On the other hand, you say that Second Life must “get a lot bigger”. It must change in fundamental ways. The changes will be disruptive and painful. Things that we love now must be swept away by tides of progress, so that Second Life can become more palatable to “hundreds of millions”.

I’ll bite: why?

The other possibility, which has been mentioned only very indirectly here, is that Second Life should stay as it is; or rather, should continue changing as it has. As an open and freewheeling place, driven by Resi ideas rather than marketing plans, friendly to the odd and the creative, chaotic and ugly in spots, confusing in places, mystifying, annoying, disturbingly lovely in places. All those things that the shopping mall down the street is most definitely and intentionally NOT.

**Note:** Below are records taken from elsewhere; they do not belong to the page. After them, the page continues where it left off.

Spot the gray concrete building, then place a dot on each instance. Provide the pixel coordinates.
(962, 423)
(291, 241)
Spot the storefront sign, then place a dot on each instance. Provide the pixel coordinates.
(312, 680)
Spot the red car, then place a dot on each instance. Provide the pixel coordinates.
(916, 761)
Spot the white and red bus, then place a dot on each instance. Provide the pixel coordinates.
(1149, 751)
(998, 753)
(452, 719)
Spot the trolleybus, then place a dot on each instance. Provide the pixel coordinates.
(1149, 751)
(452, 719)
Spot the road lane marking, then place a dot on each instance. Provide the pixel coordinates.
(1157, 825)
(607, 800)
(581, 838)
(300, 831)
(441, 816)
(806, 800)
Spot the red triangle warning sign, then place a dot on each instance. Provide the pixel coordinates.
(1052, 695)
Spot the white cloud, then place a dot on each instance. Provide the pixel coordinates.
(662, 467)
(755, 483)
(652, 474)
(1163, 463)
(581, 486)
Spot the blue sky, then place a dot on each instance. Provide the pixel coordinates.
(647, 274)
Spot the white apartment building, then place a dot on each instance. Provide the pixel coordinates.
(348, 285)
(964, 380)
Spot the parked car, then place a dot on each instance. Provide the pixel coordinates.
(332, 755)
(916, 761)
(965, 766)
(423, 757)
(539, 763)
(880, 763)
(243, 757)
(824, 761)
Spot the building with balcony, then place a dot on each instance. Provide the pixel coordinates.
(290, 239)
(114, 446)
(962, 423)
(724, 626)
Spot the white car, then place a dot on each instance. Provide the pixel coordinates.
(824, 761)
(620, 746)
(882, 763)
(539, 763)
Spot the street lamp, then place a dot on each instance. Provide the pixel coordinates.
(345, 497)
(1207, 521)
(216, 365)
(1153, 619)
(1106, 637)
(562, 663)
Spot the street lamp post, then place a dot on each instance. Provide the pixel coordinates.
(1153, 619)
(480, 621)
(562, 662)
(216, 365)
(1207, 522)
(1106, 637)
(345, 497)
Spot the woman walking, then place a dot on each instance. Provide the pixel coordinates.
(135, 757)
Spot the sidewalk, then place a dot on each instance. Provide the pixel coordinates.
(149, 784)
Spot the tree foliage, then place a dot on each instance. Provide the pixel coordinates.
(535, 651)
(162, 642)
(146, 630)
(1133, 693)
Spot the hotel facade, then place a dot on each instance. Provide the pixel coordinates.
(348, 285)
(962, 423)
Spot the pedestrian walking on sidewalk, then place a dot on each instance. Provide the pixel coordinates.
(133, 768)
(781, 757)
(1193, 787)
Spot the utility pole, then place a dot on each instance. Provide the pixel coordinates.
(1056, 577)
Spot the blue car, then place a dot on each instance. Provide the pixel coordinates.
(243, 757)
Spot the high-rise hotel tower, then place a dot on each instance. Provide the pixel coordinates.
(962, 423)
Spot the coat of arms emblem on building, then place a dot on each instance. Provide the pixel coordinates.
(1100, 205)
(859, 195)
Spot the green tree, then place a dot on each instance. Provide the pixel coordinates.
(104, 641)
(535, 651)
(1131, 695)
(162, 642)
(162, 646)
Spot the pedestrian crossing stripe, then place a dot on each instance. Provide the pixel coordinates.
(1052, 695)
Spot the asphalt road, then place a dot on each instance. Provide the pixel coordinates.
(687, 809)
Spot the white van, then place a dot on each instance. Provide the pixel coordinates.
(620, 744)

I think, and maybe I’m naive to think it, that in fact if SL continues that way, without being pushed into an “all things to all people, easy and safe and bland” direction, that it would turn out that the hundreds of millions *would* in fact eventually come. Come not as passive sheep going toward whatever looks safe and familiar and was recommended by a celebrity on TV last night, but come as hundreds of millions of creative individuals, creative as every truly engaged individual is who either creates directly, or acts as a creative viewer, contributing their own thoughts and feelings and trails through the world.

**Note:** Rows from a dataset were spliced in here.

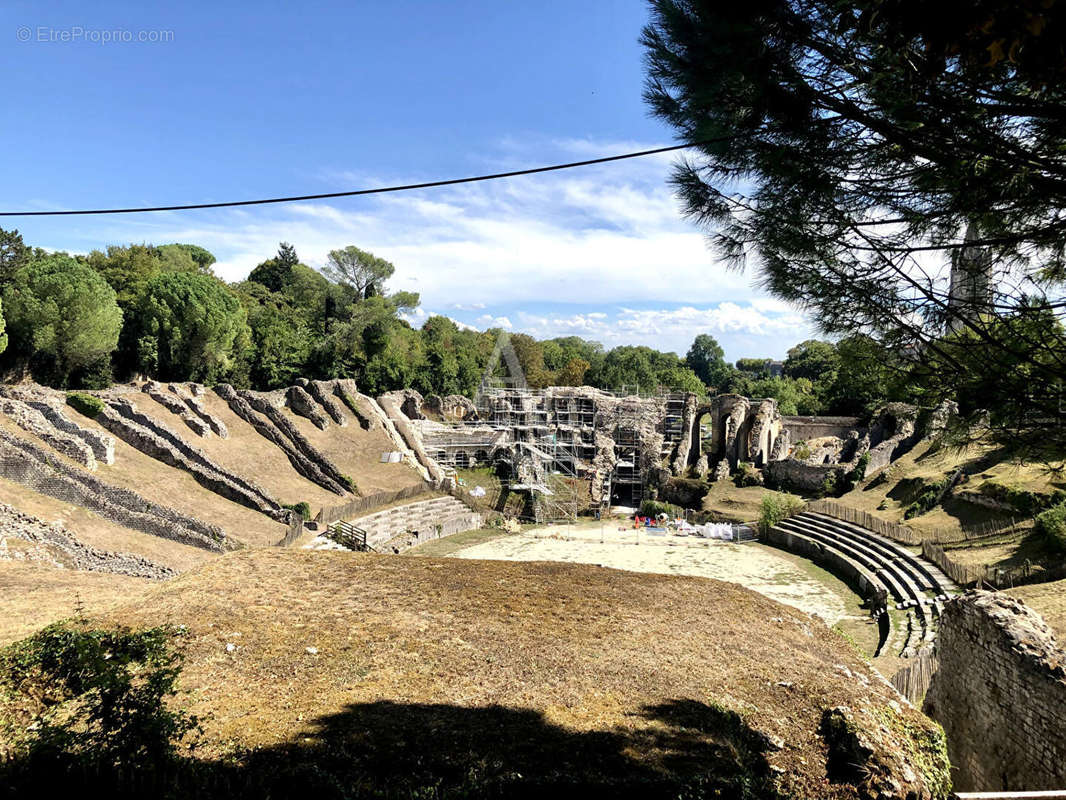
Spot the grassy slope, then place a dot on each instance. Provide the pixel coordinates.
(99, 532)
(1049, 601)
(547, 667)
(34, 594)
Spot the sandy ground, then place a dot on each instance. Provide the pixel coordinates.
(758, 568)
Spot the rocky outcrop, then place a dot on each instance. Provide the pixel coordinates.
(23, 462)
(346, 390)
(274, 413)
(64, 548)
(408, 401)
(196, 405)
(33, 421)
(101, 445)
(156, 440)
(304, 404)
(173, 404)
(384, 417)
(451, 406)
(268, 430)
(323, 394)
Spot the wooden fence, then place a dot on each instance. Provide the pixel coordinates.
(998, 577)
(369, 502)
(865, 520)
(909, 536)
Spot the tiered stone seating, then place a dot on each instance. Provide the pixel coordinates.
(918, 588)
(417, 521)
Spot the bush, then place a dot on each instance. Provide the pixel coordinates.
(747, 475)
(1051, 528)
(655, 508)
(777, 507)
(86, 404)
(301, 508)
(83, 700)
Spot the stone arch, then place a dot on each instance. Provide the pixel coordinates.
(696, 441)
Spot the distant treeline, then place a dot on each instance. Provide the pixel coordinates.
(82, 321)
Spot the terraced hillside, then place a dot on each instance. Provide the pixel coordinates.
(173, 476)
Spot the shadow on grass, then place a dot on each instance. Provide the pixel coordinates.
(392, 750)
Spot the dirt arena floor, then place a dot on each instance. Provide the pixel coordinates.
(765, 570)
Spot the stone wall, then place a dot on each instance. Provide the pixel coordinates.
(33, 421)
(30, 465)
(805, 428)
(336, 481)
(63, 548)
(798, 475)
(122, 418)
(268, 430)
(1000, 694)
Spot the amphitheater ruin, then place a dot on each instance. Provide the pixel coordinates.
(204, 470)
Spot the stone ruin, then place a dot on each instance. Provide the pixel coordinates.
(625, 448)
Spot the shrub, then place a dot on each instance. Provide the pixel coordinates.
(655, 508)
(92, 700)
(86, 404)
(775, 507)
(301, 508)
(1051, 528)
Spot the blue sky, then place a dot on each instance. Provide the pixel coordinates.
(241, 100)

By all means let’s make SL something that will appeal to and benefit the hundreds of millions. But let’s do it by allowing SL to be what it is, not by killing the magic that makes it special. If SL becomes accessible to the hundreds of millions by becoming dull, by becoming something that advertising agencies link to bikini-clad models on prime-time TV, by becoming bland and easy and undisturbing and nonconfusing, we will have wasted a huge opportunity. Might as well have made yet another soft drink or TV drama, rather than a whole new world.

Burning Man would not benefit from being opened to, and made “accessible” to, hundreds of millions of people in the obvious ways.

Do you, do we, really think that Second Life would?